What is excluded from vacant building insurance policy?

Unlike regular general liability coverage, personal and advertising injury, damage to rented premises and products liability are usually excluded. A lot of clients asking for vacant building insurance have asked why are these specifically excluded? They are excluded for the main reason that these coverage won’t even be applicable on a vacant building.

For example, advertising and personal injury protects insured from lawsuit against misappropriation of advertising idea, slander, libel, malicious prosecution, etc. And a vacant building doesn’t need protection from these. Products-completed operations also does not apply as it provides liability caused by the insured’s product (if insured is making and selling pie that caused food poisoning) or business operation (e.g. roofer that didn’t do his job well causing water damage from the leak making the homeowner file a claim against roofer’s GL insurance).

Lastly, fire damage under general liability refers to a tenant’s liability for damage by fire to the rented premises, which in the case of a vacant building is not applicable as there should be no tenant living in premise in the first place. If the building is burned to the ground (God forbids), insurance will cover replacement under property/building coverage.

What can be added to vacant building insurance policy?

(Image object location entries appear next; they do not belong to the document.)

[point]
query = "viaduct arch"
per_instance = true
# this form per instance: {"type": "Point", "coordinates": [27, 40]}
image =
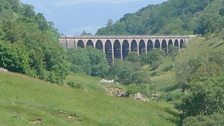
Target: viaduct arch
{"type": "Point", "coordinates": [118, 47]}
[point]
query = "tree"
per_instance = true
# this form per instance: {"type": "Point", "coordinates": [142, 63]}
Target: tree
{"type": "Point", "coordinates": [132, 57]}
{"type": "Point", "coordinates": [89, 60]}
{"type": "Point", "coordinates": [154, 58]}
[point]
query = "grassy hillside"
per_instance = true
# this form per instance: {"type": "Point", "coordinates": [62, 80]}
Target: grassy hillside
{"type": "Point", "coordinates": [25, 101]}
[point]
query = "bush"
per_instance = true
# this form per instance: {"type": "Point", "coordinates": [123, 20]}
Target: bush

The following coverage can also be added on a vacant building policy:

  1. Equipment breakdown
    – Mechanical breakdown and electrical arcing.
    – Loss or damage to hot water boilers and steam equipment.
    – Steam explosion of boilers, piping, engines and turbines.
  2. Terrorism coverage
    – Under the Terrorism Risk Insurance Act, every insured has the right to purchase insurance coverage for losses arising out of acts of terrorism.